Un atardecer en Mykonos

Un atardecer en Mykonos

LEILA ROLDÁN
Había pasado la tarde buscando a Pedro. Desde que llegué, empecé a preguntar por él en todas partes; incluso desde el mismo puerto había estado buscándolo con la mirada, tratando de divisar su famosísima figura entre las blanquísimas casas de la ciudad de Jora. Subí y bajé las estrechas calles de piedra.  Recorrí el pequeño barrio de Alefkandra, invadido casi por el impecable azul de las aguas profundas del mar circundante.  Me asomé a los brillantes balcones floridos de trinitarias, di la vuelta a los cuatro antiguos molinos que enfrentaban el viento aún en su inmovilidad, metí mi cabeza por las ventanas de una o dos de las diminutas iglesias de cúpulas coloreadas y entré a los comercios.  En todos lados pregunté por Pedro.

En la última tienda de artesanías, luego de conquistar la simpatía de la dependienta con la adquisición de una pulsera de plata y caucho, me dieron la clave de su paradero; no sin antes advertirme:  «It»s not easy.  He is a celebrity, you know».  Pero encontrar esa celebridad fue fácil, una vez localizado el lugar correcto.  Hacia allá caminé.  Hacia donde podía aspirarse la sal marina al ritmo de la vida local.

En el embarcadero, entre los pescadores que recogían sus aparejos y las numerosas barcas pesqueras de vivos colores, entre incontables patos y palomas que pescaban trozos de pan en cacharros de agua dulce cuidadosamente dispuestos, entre turistas y parroquianos confundidos en una babel de palabras, estaba Pedro.  Paseaba en la arena, junto a un viejo muelle de cemento que entraba en el agua transparente de la playa Perrí, donde una pareja joven se acariciaba, susurrándose incesantemente «sagapo poli».

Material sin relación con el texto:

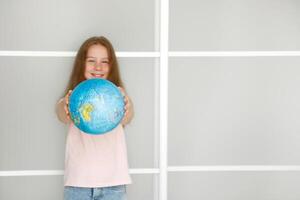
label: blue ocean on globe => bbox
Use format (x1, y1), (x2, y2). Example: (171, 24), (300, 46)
(69, 78), (124, 135)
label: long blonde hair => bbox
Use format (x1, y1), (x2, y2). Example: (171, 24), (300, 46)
(65, 36), (124, 95)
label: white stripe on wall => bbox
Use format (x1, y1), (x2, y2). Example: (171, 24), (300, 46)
(0, 51), (300, 58)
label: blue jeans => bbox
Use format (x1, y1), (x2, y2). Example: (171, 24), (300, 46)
(64, 185), (126, 200)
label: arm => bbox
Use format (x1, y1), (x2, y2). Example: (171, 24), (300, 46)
(122, 96), (134, 127)
(119, 87), (134, 127)
(56, 91), (71, 124)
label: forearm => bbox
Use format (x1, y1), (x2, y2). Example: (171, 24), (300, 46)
(122, 99), (134, 126)
(56, 98), (70, 124)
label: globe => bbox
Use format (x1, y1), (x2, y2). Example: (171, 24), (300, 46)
(69, 78), (124, 135)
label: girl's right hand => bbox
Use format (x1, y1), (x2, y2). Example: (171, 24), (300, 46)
(64, 90), (72, 120)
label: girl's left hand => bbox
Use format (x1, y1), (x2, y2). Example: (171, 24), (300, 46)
(118, 87), (133, 126)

Me acerqué a él, feliz de encontrarlo.  Pero empezó a caminar entre la gente que lo seguía, con aires de estar disfrutando las expresiones de admiración que le eran lanzadas.  Casi altanero, a Pedro yo también lo seguí, bastante cerca de él, desde la orilla del mar hasta la pintoresca taberna por donde atravesó con paso orgulloso.  Lo seguí por la arena y entre los bares, tratando de tocarlo, hasta que se internó en la callecita empedrada de las dulcerías.  Allí se me perdió, entre la multitud que, igual que yo, pretendía al menos fotografiarlo.

Me ubiqué entonces en uno de los bares junto al mar a esperar la noche, preguntándome dónde iría Pedro a descansar.  Pedí un Ouzo con hielo, que tomé demasiado rápido, y luego un par de copas de un suave vino blanco griego.  Encendí un Karelia Blue justo cuando empezaba a ocultarse el sol. Entre el humo del cigarrillo y los colores nostálgicos de un atardecer que nunca había visto, pensé que el invierno estaba por llegar, y me entristecí por Pedro.  ¿Quién cuidaría de él?

Llegó la noche y con ella, el momento inevitable de partir.  Sin ganas, terminé mi copa y me despedí en silencio de Pedro.  Me dolió la certeza de que nunca volvería a verlo otra vez.

Petrus, el grandioso pelícano de Mykonos, se quedó en mi recuerdo. Su foto adorna hoy el fondo de pantalla de mi computadora. Y me siento aliviada de saber que, a pesar del clima de su hábitat, ahora probablemente frío, Petrus el pelícano tiene el privilegio de vivir tranquilo en Mykonos, la más bella de las Cicladas del mar Egeo.